Saturday, January 24, 2009

Name Dropping Post


Friday night was a big night for me in NYC. First I met Harry from Almost Ready Records at a show in Bushwick- Vivian Girls, Fucked Up and Pissed Jeans. These were the "name" bands, but the big surprise for me was Gavin McInnes from VICE Magazine opening the show as the frontman for an 80s hardcore cover band! He was all decked out in studs and spikes and speaking between songs only in broken Quebecois French, saying things like "Tabarnack! Obama es une Arabe!". They even had a slutty-looking French Canadian girl holding up cue cards with the lyrics to the songs like "Victim in Pain" and "Six Pack", so the kids could sing along. They played all the classics and basically did them justice.
Afterwards I got to talk with McInnes, and he asked me if I knew the song "Coup D'etat". He was appaled that none of the kids there had seemed to know it. "Haven't they seen Repo Man?" he asked. I got a chance to tell him that I really liked the comic he did about visiting squats in Europe that he had found out about through the back pages of Maximum Rock'n'Roll. (haha this drunk-ass photo is his top hit on google images)

Also there was Trace Crutchfield, the impossibly white-looking host of VBS TV's Music World. I talked to him about this amazing episode he made about Houston Rap and Syrup- Screwed in Houston (Part 3 is a must-watch, where he gets fucked-up on Lean and then goes "Lets get up on some weed."). Basically I was kissing a lot of journalistic ass, but I guess that's better than kissing the ass of, like, MGMT or something. (I was kind of like this homie in the photo)

The music was good, too. Vivian Girls play an anachronistic, fuzzy kind of freak pop which sounds like the music on old French compilation records that Matt Groening probably hoardes in his basement. Pissed Jeans were way better than I thought a hyped-up hipster punk band could be. It reminded me of Black Flag and Black Sabbath, which is the exact same cocktail that Eyehategod always said defined their sound. While Pissed Jeans didn't sound nearly as bleak or drone-y as Eyehatehod, they had the same kind of bluesy undertone to their distorted thrashing. Fucked Up I was not too crazy about. It sounds as if they have progressed musically good and far from the fat-guy hardcore band they must have started as, but they have not gotten rid of the bearded, ranting screamer frontman that defines that genre. So while the guitars are doing cool boogaloo runs and even Velvet Underground-like hypnotic psych parts, the vocals don't move past the mosh pit. I guess if you are 20 and grew up on Converge, this band sounds like the messiah, but not so much for me.

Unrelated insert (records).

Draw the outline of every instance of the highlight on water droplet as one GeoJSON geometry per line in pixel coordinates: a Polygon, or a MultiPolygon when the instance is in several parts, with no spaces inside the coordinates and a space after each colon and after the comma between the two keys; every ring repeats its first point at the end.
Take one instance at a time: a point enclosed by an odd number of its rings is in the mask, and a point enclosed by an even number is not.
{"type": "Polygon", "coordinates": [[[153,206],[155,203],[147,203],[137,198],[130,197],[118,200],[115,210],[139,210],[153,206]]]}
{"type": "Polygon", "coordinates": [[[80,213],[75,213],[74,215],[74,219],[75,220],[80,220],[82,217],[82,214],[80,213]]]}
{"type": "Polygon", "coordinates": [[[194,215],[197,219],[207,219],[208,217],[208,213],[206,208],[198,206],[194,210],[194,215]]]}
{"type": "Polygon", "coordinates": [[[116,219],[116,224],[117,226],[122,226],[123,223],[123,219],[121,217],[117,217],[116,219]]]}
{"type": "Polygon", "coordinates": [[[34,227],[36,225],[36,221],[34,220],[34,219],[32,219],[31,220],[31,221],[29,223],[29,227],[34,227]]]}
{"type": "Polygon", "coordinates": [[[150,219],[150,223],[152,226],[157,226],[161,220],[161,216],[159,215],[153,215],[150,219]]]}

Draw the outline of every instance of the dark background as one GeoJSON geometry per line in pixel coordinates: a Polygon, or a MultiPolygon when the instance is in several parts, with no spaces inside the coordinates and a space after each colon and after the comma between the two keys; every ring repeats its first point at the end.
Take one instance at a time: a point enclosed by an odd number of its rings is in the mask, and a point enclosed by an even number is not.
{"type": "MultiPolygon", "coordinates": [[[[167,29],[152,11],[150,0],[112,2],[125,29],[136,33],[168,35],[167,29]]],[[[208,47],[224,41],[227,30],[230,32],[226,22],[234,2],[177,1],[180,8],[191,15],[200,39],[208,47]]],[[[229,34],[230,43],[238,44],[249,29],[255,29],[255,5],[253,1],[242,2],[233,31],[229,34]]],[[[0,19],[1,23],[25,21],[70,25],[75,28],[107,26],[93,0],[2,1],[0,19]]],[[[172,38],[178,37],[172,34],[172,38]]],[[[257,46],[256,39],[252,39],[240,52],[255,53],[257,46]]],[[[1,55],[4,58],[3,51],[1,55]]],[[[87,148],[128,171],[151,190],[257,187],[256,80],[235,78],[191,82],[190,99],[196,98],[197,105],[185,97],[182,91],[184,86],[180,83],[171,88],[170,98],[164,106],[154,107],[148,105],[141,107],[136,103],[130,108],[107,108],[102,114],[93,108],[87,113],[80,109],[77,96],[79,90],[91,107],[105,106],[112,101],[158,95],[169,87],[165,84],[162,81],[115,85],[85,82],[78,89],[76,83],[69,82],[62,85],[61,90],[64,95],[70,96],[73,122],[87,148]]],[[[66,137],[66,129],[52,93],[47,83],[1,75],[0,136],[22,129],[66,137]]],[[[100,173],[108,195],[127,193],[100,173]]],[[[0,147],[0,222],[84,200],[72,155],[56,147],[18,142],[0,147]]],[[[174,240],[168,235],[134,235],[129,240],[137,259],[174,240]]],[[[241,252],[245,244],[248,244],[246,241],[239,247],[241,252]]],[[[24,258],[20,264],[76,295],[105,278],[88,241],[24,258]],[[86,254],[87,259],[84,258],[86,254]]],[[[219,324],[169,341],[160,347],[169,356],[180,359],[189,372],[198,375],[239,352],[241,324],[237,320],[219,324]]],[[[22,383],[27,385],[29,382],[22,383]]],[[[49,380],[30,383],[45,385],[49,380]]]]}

I left that show a bit early to make it to Plan B in Manhattan for a Scion-sponsored party featuring The Rub and U-tern that started at midnight and featured like 7 DJs. U-tern is my choice for artist to watch in the coming year. He's a Canadian DJ and producer who focuses on 80s funk and electro-boogie. A few of his groovy, synth-heavy tracks and remixes are making the rounds online, and the mixes from his show "One Day Later" on Brooklyn radio sometimes approach the level of masterpiece.

Consider the mix Love Lost, which is one of the greatest "Break-Up/I Want u Back" mixtapes ever! About halfway through there is a moment of sonic beauty in which what sounds like a crying robot intones "Please, tell me, when did things start to change?" over a mellow electro-funk beat. This refrain had become a sort of mantra for me in my more emo moments of the past few months. I asked U-tern about this part and he told me that it was a one-off throwaway track that he made just for the mix and didn't even plan to release! Basically, he throws away better tracks than most producers are flogging on Beatport right now.

It was another ass-kissing session for me, as I got to gush to U-tern and meet Drop the Lime, the legendary breakcore-turned-heavy bass artist. If you don't know, watch this video for his song Butterscotch to see the level of originality, creativity and unabashed dorkiness he brings to the scene. He is also the author of an amazing quote about LCD Soundsystem's authenticity in the NY club scene: "I don't know what James Murphy is talking about. I mean I came up as a raver. James Murphy was a Skanking Pickle fan".

I nearly blacked-out on the train home and then ended up eating pancakes at 7 am by myself in a Mexican diner, speaking in broken Spanish with the waitresses. NYC, baby!

Ok, now I'm done name-dropping and I'll go back to just making fun of things.